Lactose is the most common sugar found in dairy products. It is a disaccharide made up of bonded galactose fragments and glucose fragments. This requires an enzyme called lactase which can be used to digest it. This enzyme breaks down the lactose molecule to its two subunits, the simple sugars galactose and glucose, which are then easily absorbed. If the mammal’s intestinal villi does not produce lactase enzyme, it may be unable to digest lactose.
When they are young, all mammals have high levels lactase – after all, they drink their mother’s milk. This ability to digest lactose decreases as most mammals stop drinking milk from the wild after they are weaned. As an example, up to 75% of people have decreased lactose tolerance (this increases to 90% in some Asian or African countries).

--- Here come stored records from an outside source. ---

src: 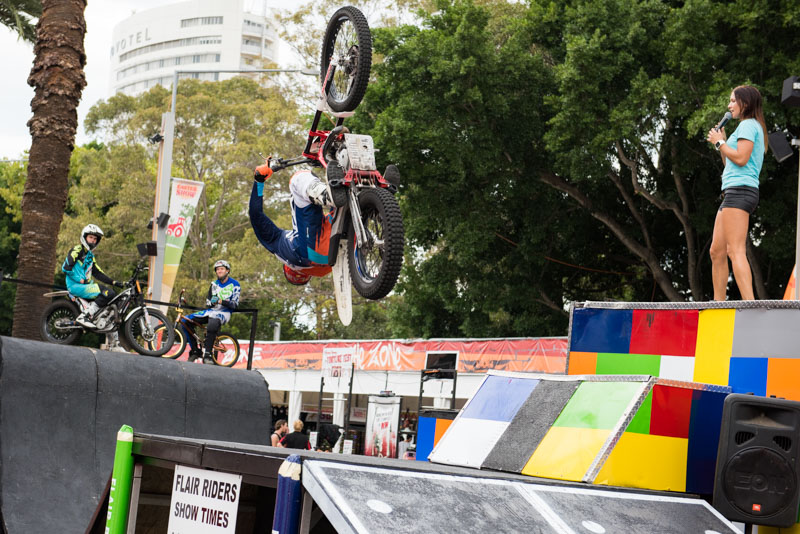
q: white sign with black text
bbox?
[167,465,242,534]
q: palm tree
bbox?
[11,0,86,339]
[0,0,42,42]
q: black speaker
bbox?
[781,76,800,108]
[769,132,792,163]
[714,394,800,527]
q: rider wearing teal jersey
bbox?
[181,260,242,364]
[61,224,122,328]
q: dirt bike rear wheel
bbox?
[320,6,372,111]
[123,308,175,356]
[39,300,82,345]
[347,188,404,300]
[211,332,239,367]
[150,325,186,360]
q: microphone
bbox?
[714,111,733,131]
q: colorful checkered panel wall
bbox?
[567,301,800,400]
[429,372,730,494]
[416,410,458,462]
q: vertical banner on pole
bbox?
[105,425,133,534]
[783,265,797,300]
[364,395,400,458]
[161,178,203,302]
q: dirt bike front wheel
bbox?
[211,332,239,367]
[40,300,82,345]
[320,6,372,111]
[150,325,186,360]
[123,308,175,356]
[347,188,404,300]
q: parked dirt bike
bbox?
[270,6,404,306]
[156,289,239,367]
[41,258,175,356]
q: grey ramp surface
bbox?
[481,379,580,473]
[0,338,272,534]
[534,487,738,534]
[731,308,800,358]
[302,460,741,534]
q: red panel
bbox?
[630,310,700,356]
[650,384,694,438]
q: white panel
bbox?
[658,356,694,382]
[428,417,509,468]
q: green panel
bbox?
[625,389,653,434]
[553,382,642,430]
[597,352,661,376]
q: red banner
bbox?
[236,338,567,373]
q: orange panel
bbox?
[568,352,597,375]
[433,419,453,447]
[767,358,800,401]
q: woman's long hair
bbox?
[733,85,769,154]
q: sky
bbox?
[0,0,301,160]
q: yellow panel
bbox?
[694,310,736,386]
[594,432,689,491]
[522,426,611,482]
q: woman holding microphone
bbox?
[708,85,767,300]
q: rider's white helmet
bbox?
[81,224,103,250]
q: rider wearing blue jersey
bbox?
[248,161,333,285]
[181,260,242,364]
[61,224,122,328]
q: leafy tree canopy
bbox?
[354,0,800,336]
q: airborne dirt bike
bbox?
[270,6,404,325]
[156,289,239,367]
[41,258,175,356]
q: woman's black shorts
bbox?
[719,185,758,215]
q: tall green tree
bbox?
[0,161,27,336]
[79,77,392,339]
[0,0,42,43]
[13,0,86,339]
[356,0,800,336]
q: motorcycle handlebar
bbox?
[270,158,314,172]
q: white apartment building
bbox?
[109,0,278,96]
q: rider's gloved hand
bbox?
[253,158,272,182]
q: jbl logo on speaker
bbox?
[714,395,800,527]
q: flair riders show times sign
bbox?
[167,465,242,534]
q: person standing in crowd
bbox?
[281,419,311,450]
[708,85,768,300]
[270,419,289,447]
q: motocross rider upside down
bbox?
[248,161,333,285]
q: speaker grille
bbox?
[772,436,792,451]
[733,430,756,445]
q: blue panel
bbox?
[686,390,728,495]
[417,417,436,462]
[569,308,633,354]
[461,375,539,423]
[728,358,769,397]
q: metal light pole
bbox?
[149,69,319,300]
[792,137,800,300]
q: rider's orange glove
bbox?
[253,161,272,182]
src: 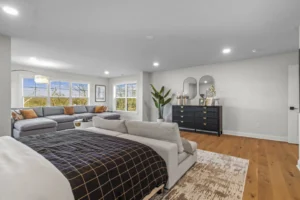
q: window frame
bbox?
[20,76,91,107]
[113,81,138,113]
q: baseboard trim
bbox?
[223,130,288,142]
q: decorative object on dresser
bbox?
[172,105,223,136]
[95,85,106,102]
[199,75,220,106]
[150,84,172,122]
[183,77,197,105]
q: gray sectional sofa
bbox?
[12,106,120,138]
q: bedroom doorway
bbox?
[288,65,299,144]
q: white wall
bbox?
[298,26,300,170]
[0,34,11,136]
[11,65,109,108]
[150,52,298,140]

As with humans, the amount of lactase in dogs’ digestive systems can vary just as much. Even dogs that are lactose intolerant may have small amounts. Insufficient lactase activity can cause lactose to not be broken down into its constituent components. This causes the lactose not being absorbed by the dog’s intestinal tract. If lactose isn’t absorbed, it can cause unusual digestive symptoms and lead to “Lactose Intolerance”.

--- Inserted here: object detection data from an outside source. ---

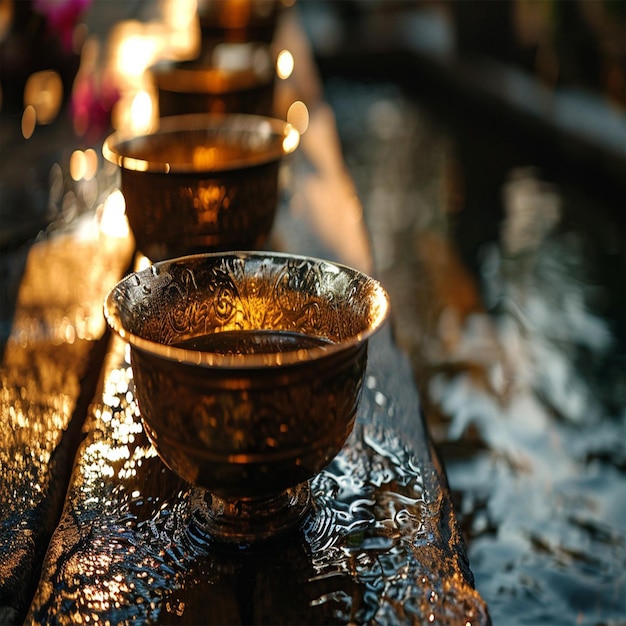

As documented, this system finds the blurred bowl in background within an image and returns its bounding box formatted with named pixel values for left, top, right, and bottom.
left=149, top=44, right=276, bottom=117
left=102, top=114, right=299, bottom=261
left=197, top=0, right=284, bottom=50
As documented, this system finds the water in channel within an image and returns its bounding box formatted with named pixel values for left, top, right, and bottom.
left=326, top=78, right=626, bottom=626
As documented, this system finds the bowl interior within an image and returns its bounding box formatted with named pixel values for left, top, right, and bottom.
left=105, top=252, right=389, bottom=367
left=103, top=114, right=295, bottom=173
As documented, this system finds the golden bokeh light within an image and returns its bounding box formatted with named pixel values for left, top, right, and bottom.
left=22, top=104, right=37, bottom=139
left=283, top=124, right=300, bottom=154
left=287, top=100, right=309, bottom=135
left=24, top=70, right=63, bottom=124
left=276, top=50, right=294, bottom=80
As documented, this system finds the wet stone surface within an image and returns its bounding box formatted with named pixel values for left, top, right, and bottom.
left=27, top=333, right=488, bottom=624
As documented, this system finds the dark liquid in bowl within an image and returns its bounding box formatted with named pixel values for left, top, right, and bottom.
left=174, top=330, right=332, bottom=354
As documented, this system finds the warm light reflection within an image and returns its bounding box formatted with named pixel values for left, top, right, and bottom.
left=283, top=124, right=300, bottom=154
left=22, top=104, right=37, bottom=139
left=192, top=146, right=219, bottom=170
left=70, top=150, right=87, bottom=180
left=130, top=91, right=153, bottom=133
left=99, top=189, right=129, bottom=237
left=135, top=252, right=152, bottom=268
left=287, top=100, right=309, bottom=135
left=276, top=50, right=294, bottom=80
left=24, top=70, right=63, bottom=124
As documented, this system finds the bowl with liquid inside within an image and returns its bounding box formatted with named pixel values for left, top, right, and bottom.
left=104, top=251, right=389, bottom=541
left=102, top=113, right=299, bottom=261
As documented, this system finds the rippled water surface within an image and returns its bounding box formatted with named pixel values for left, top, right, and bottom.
left=326, top=79, right=626, bottom=626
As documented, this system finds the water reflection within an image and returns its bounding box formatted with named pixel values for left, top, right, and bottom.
left=327, top=81, right=626, bottom=626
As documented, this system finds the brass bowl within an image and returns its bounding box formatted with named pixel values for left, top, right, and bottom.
left=197, top=0, right=286, bottom=48
left=102, top=114, right=298, bottom=261
left=104, top=252, right=389, bottom=541
left=149, top=44, right=276, bottom=117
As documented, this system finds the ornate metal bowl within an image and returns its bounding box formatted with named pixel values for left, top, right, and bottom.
left=102, top=114, right=298, bottom=261
left=150, top=44, right=276, bottom=117
left=104, top=252, right=389, bottom=541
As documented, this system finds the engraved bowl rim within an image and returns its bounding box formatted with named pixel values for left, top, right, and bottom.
left=102, top=113, right=299, bottom=174
left=103, top=250, right=391, bottom=370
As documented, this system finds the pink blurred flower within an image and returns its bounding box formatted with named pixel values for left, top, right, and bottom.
left=33, top=0, right=91, bottom=53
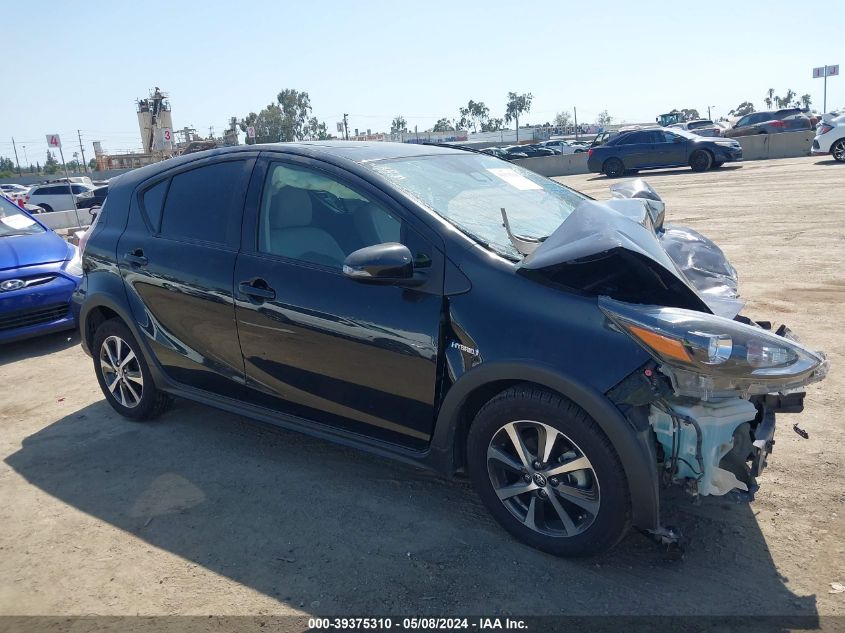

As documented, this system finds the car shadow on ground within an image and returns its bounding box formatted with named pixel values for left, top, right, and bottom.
left=0, top=401, right=816, bottom=628
left=587, top=163, right=742, bottom=183
left=0, top=330, right=79, bottom=367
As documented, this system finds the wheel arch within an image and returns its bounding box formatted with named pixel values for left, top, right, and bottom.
left=432, top=361, right=659, bottom=529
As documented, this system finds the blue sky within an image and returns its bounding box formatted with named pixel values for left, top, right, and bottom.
left=0, top=0, right=845, bottom=162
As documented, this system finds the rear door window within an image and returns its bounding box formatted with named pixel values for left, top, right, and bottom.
left=141, top=179, right=170, bottom=233
left=159, top=160, right=244, bottom=244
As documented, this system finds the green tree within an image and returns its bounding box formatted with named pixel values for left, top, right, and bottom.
left=481, top=118, right=504, bottom=132
left=238, top=88, right=314, bottom=145
left=775, top=88, right=795, bottom=108
left=596, top=110, right=613, bottom=127
left=44, top=150, right=59, bottom=175
left=505, top=92, right=534, bottom=141
left=304, top=116, right=334, bottom=141
left=390, top=114, right=408, bottom=134
left=728, top=101, right=754, bottom=116
left=276, top=88, right=311, bottom=141
left=458, top=99, right=490, bottom=132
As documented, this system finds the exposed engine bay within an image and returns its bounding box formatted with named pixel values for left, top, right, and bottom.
left=520, top=179, right=828, bottom=500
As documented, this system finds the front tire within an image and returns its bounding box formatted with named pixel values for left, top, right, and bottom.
left=467, top=385, right=630, bottom=556
left=602, top=158, right=625, bottom=178
left=690, top=149, right=713, bottom=171
left=830, top=138, right=845, bottom=163
left=92, top=319, right=170, bottom=421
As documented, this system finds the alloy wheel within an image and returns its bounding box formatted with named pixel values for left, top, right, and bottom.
left=487, top=420, right=601, bottom=537
left=100, top=336, right=144, bottom=409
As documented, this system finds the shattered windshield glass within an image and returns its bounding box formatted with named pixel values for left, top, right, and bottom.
left=367, top=154, right=588, bottom=260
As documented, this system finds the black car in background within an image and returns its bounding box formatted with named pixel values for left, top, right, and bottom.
left=76, top=186, right=109, bottom=209
left=74, top=141, right=826, bottom=555
left=587, top=127, right=742, bottom=178
left=724, top=108, right=813, bottom=137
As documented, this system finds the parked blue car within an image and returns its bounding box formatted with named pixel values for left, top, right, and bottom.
left=0, top=196, right=82, bottom=343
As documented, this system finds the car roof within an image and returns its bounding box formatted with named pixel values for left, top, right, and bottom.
left=110, top=141, right=467, bottom=185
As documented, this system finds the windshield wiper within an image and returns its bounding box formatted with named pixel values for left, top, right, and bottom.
left=502, top=207, right=546, bottom=257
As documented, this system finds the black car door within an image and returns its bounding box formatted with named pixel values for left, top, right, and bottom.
left=117, top=153, right=257, bottom=398
left=235, top=155, right=444, bottom=448
left=649, top=130, right=689, bottom=167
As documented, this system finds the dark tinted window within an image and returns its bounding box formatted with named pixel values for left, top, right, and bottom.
left=258, top=164, right=402, bottom=270
left=160, top=161, right=243, bottom=244
left=141, top=180, right=170, bottom=233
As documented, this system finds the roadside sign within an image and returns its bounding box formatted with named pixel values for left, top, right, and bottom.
left=813, top=64, right=839, bottom=112
left=813, top=64, right=839, bottom=79
left=153, top=127, right=173, bottom=152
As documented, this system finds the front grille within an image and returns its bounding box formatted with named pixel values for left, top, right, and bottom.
left=0, top=303, right=68, bottom=331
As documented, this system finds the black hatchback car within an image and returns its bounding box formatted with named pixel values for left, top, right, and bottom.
left=74, top=142, right=827, bottom=555
left=587, top=128, right=742, bottom=178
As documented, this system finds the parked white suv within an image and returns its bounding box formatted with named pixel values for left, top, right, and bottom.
left=810, top=112, right=845, bottom=163
left=26, top=182, right=94, bottom=211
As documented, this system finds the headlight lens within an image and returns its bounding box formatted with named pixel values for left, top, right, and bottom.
left=599, top=297, right=828, bottom=400
left=65, top=245, right=82, bottom=277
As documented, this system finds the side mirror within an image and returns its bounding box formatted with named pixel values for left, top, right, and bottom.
left=343, top=242, right=414, bottom=284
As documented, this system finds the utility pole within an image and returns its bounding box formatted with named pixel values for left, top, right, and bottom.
left=76, top=130, right=88, bottom=174
left=12, top=136, right=21, bottom=176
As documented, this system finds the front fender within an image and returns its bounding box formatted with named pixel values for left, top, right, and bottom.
left=431, top=360, right=660, bottom=529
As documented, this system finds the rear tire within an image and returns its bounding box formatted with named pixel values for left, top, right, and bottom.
left=830, top=138, right=845, bottom=163
left=690, top=149, right=713, bottom=171
left=467, top=384, right=631, bottom=556
left=91, top=319, right=171, bottom=421
left=601, top=158, right=625, bottom=178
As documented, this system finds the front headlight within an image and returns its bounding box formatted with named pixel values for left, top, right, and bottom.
left=64, top=244, right=82, bottom=277
left=599, top=297, right=828, bottom=400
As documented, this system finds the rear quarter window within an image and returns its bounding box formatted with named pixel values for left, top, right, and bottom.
left=159, top=160, right=244, bottom=244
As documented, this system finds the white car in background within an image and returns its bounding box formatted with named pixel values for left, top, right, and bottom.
left=810, top=112, right=845, bottom=163
left=25, top=182, right=94, bottom=212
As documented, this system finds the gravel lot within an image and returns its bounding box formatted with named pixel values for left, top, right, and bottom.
left=0, top=158, right=845, bottom=615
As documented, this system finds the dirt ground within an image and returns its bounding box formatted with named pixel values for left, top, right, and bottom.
left=0, top=158, right=845, bottom=615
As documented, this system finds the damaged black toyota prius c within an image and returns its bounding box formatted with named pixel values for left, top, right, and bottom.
left=74, top=142, right=828, bottom=556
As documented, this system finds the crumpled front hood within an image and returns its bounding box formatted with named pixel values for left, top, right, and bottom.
left=520, top=198, right=743, bottom=318
left=0, top=230, right=70, bottom=270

Bloating, diarrhea and abdominal cramps are all signs of lactose intolerance. You should eliminate dairy products completely from your dog’s diet if he experiences any of these symptoms. If your dog does not experience any ill effects, it is likely that he is tolerant to lactose. There is no danger in giving dairy products to him. They should be given small amounts of dairy products as they can cause lactose-intolerance symptoms even if the dog is lactose-tolerant. Also, cheese and dairy products have high fats. Yoghurt is recommended for antibiotics. Antibiotics can indiscriminately kill bacteria in the gut, causing temporary disruptions to the digestive function. Yoghurt containing bacteria can be fed to the gut to replace the beneficial bacteria.
There are many ways to ensure your dog gets enough calcium. One cup of cooked spinach is a great source of calcium. It has the same calcium content as one cup of reduced-fat milk. Most dogs won’t mind eating a cup of spinach in a bowl of dog food. You can also get calcium supplements for dogs. Ask your vet for recommendations.